Factual error: The song that Davy Crockett plays on the violin is 'The Mockingbird Quick-Step,' written in 1855, several decades after the events of this movie (and later used by the 'Three Stooges' as a theme song.).
Factual error: At the beginning of the film, just after the credits, there is a definition of the word 'army'. It is claimed to be from the 'Encyclopaedia Brittanica', an obvious spelling error - "Brittanica" should have one T and 2 N's.
Factual error: Hadrian's Wall is facing the wrong direction. The Wall was built to defend Britannia from the Picts in Scotland; therefore, its front should face north. However, as the Romans approach it from the south, they are greeted by the sheer face of the Wall.

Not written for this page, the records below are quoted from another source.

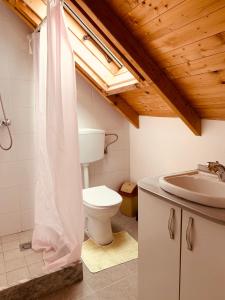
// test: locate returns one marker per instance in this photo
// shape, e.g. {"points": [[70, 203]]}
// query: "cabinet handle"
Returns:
{"points": [[188, 234], [171, 223]]}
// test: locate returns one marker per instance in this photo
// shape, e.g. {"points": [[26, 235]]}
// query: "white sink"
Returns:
{"points": [[196, 186]]}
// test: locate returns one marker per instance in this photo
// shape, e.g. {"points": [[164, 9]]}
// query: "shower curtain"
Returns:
{"points": [[59, 218]]}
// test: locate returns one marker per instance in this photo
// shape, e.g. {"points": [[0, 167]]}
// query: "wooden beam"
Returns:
{"points": [[33, 18], [114, 30]]}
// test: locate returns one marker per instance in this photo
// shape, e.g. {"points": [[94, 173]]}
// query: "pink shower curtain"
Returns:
{"points": [[58, 205]]}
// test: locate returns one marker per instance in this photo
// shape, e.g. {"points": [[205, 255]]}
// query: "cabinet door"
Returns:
{"points": [[203, 267], [159, 251]]}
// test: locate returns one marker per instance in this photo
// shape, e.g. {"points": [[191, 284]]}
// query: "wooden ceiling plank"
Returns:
{"points": [[114, 29], [124, 7]]}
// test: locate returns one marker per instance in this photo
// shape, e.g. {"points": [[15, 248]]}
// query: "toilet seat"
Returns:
{"points": [[101, 197]]}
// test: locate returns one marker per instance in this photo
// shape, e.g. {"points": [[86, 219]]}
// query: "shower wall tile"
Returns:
{"points": [[17, 166]]}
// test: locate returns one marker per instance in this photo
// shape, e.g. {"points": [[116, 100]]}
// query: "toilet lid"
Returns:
{"points": [[101, 196]]}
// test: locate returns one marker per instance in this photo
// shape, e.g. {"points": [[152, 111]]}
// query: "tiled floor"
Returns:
{"points": [[17, 266], [117, 283]]}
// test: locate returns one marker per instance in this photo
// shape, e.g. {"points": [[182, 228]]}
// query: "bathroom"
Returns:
{"points": [[153, 140]]}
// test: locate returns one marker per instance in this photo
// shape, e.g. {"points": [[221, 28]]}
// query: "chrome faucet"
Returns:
{"points": [[218, 169]]}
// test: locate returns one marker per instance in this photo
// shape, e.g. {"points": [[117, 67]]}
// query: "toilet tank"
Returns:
{"points": [[92, 142]]}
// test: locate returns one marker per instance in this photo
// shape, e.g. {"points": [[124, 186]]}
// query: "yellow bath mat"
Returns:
{"points": [[122, 249]]}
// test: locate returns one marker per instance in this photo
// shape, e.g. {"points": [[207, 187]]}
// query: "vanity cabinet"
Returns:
{"points": [[181, 255]]}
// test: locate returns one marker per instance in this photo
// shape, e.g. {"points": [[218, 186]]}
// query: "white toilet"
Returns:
{"points": [[100, 202]]}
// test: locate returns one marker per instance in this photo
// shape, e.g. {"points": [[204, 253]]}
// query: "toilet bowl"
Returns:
{"points": [[100, 205]]}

Factual error: The backdrop to the party scene in India shows a large building with glass windows. The Romans were the first to use glass windows some 300 years later.

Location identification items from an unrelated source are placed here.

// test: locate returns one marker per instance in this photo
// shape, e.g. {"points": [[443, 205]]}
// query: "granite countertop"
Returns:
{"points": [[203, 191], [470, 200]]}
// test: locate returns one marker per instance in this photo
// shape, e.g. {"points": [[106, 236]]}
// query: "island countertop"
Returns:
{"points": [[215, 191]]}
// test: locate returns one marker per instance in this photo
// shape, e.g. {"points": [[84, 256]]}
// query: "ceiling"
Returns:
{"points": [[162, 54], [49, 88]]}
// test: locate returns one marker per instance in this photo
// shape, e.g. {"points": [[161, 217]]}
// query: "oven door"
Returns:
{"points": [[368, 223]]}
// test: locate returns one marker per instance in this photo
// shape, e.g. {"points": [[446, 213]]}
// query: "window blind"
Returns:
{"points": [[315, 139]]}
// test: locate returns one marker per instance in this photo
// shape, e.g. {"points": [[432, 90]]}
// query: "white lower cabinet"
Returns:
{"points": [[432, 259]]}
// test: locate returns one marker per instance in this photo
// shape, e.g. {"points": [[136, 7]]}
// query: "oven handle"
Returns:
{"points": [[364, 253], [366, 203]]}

Factual error: All of the Lydia's lieutenants are wearing epauletes on their left shoulders.only lieutenant commanders were permitted to wear one on the left shoulder, while the right shoulder was reserved for captains of less than 3 years' seniority.
Factual error: The lid Halloran removes before the jump out of the plane is much too small. They wouldn't have made it through the opening with their parachutes strapped on. (01:05:45)
Factual error: The aircraft are definitely post-WWI. Biggles is flying a De Havilland Tiger Moth, which appeared in 1930s. The German fighter is probably the PT-23 Stearman.
Factual error: The weaponry of the Romans and their use is wrong (as they are in all Hollywood movies playing in the Ancient Mediterranean that I know): Instead of one spear, each legionary would carry two weighted javelins, called Pila (singular: Pilum), which had a long narrow iron head. The purpose of these were to throw them at the enemy before melee; if they did not kill their targets, the pila would get stuck in their shields. The head shaft would bend, making the pila useless for 'return' to their original owners, and with the added weight of the javelin, the enemies' shields were rendered useless as well. Following this, the Romans attacked with short swords (the Gladii; singular Gladius).
Factual error: During all the major battle scenes involving tanks the Germans are using post-WWII tanks. The turret looks a bit like the M10 Wolverine with a top cover.
Factual error: The dying colonel opens the bomb bay doors, and drops the "little man" atomic weapon on the island, destroying the flying reptiles. In fact, the bomb and the fusing assemblies were transported to Tinian by separate methods. No one in his right mind would have loaded a FUSED atomic bomb into a B-29 to transport it to Tinian.
Factual error: A headline from the Pantagraph (an Illinois newspaper) dated 19 December 2001, is shown in big letters to read, "Latest Florida recount shows Gore won election." In fact, no edition of the Pentagraph has ever featured an article that claimed this. The only time those words appeared in that newspaper was in small print over a letter to the editor dated 5 December 2001.
Factual error: During the "Vietnam Scene" at the beginning you see a very long take of an AK47 muzzle appearing slowly from a bush.The problem is, it has the slopping muzzle brake of the AKM, not the plain muzzle of an AK47. The AKM was not in service in 1968, and was never supplied to North Vietnam anyway.
Factual error: This movie is set in a part of the world that is well known for its harsh cold weather and frigid temperatures. Yet despite countless scenes of people outdoors in what is supposed to be the bitter cold of winter, you never see the vapor from anyone's breath.
Factual error: The film is set in Nairobi. It's all wrong, from the local language, not using Swahili, the car registration numbers are the wrong format, Kenya plates are like British, yellow at the back, not white. The skyline is wrong, and the drone view of the city map is wrong, the golf course is not the correct layout.